The application of laser energy to and the resulting heating of the skin and the formation of highly localized thermal shock waves in the dermis are the principal sources of trauma in the laser treatment and removal of tattoos. Typically, more than one treatment is necessary to remove the entire tattoo, and the procedures are painful, expensive and may result in permanent scarring and/or pigment color variations after the healing process is completed.
Various attempts have been made to develop a less painful and less costly method of removing or at least concealing permanent ink tattoos. One such method disclosed in U.S. Pat. No. 5,833,649 issued to Atef on Nov. 10, 1998, for Method and Kit for Disguising Tattoos, teaches a method of concealing tattoos on an individual which includes the steps of adding various coloring pigments to tattooing ink until a color which matches the person's skin color is attained. The colored ink is brushed over the brushed over the tattoo to conceal it. It may be made permanent by injecting the skin-colored ink into the tattoo. However, this method does not affect permanent removal of the tattoo and must be repeated on a regular basis to maintain the concealment.
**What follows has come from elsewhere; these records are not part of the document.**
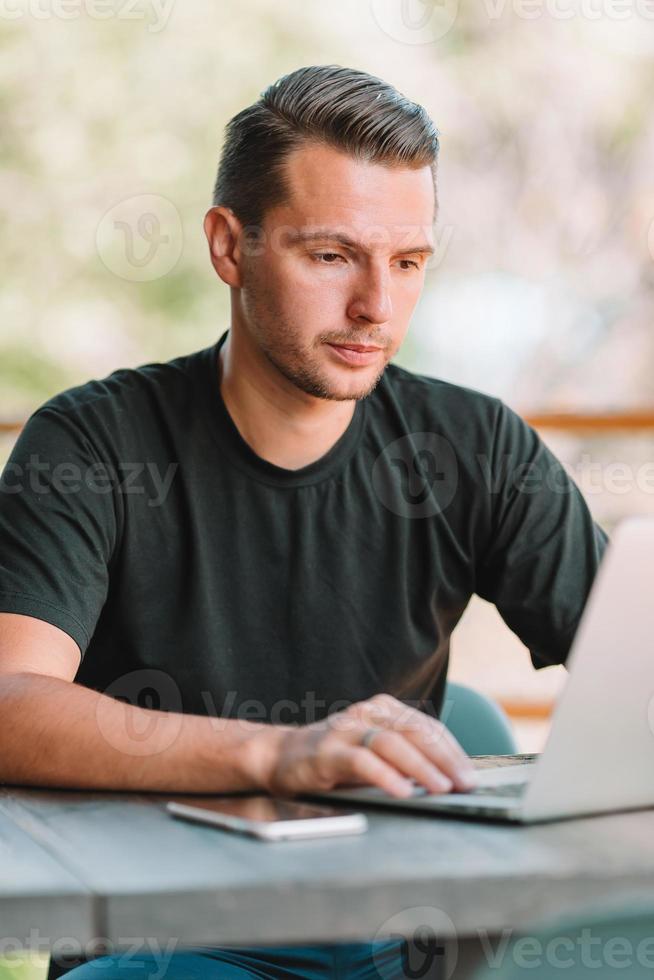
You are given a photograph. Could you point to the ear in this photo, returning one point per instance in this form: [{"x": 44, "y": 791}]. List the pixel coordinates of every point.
[{"x": 223, "y": 230}]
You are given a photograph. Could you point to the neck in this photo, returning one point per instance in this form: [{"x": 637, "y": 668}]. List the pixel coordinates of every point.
[{"x": 280, "y": 423}]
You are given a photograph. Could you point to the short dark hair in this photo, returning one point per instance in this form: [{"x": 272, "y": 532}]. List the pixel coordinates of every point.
[{"x": 340, "y": 107}]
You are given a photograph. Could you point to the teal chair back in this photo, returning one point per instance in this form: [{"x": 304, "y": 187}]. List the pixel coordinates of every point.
[
  {"x": 477, "y": 722},
  {"x": 614, "y": 943}
]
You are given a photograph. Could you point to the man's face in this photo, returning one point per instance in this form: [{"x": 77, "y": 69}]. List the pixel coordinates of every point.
[{"x": 341, "y": 262}]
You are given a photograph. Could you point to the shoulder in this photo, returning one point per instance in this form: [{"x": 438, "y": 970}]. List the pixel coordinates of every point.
[
  {"x": 428, "y": 400},
  {"x": 123, "y": 406}
]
Malak discloses Methods and Devices for Plasmon Enhanced Medical and Cosmetic Procedures in U.S. Patent Application Publication No. US 2005/0203495 published Sep. 15, 2005, which suggests that a method of tissue ablation using nanosecond pulses of laser energy which exhibit strong electromagnetic fields may be used in conjunction with magnetic nano bodies injected into the dermis in close proximity to the tattoo ink pigment particles. The laser energy pulses interact with the nano particles to release surface plasmon resonance (SPR) illumination to effectively photodecompose the pigment. Nonetheless, Malak's approach is at this stage theoretical in concept and involves an undisclosed number of painful injections into a tattoo to be effective.
More recently, Smits et al. in U.S. Patent Application Publication No. 2012/0215209, for Tattoo Removal and Other Dermatological Treatments Using Multi-Photon Processing, published Aug. 23, 2012, disclose a system and method for removing a portion of a tattoo using a relatively low energy, multi-photon intense pulse of light to ablate the tattoo ink in a highly localized area. While the Sits et al. process claims to minimize surrounding tissue damage, it does not eliminate it, and the process still requires multiple passes to effectively remove a tattoo.
In view of the foregoing, a tattoo removal system and method is needed which provides for effective, painless, scar-free tattoo removal which may be accomplished economically in a single session without the need for multiple treatments.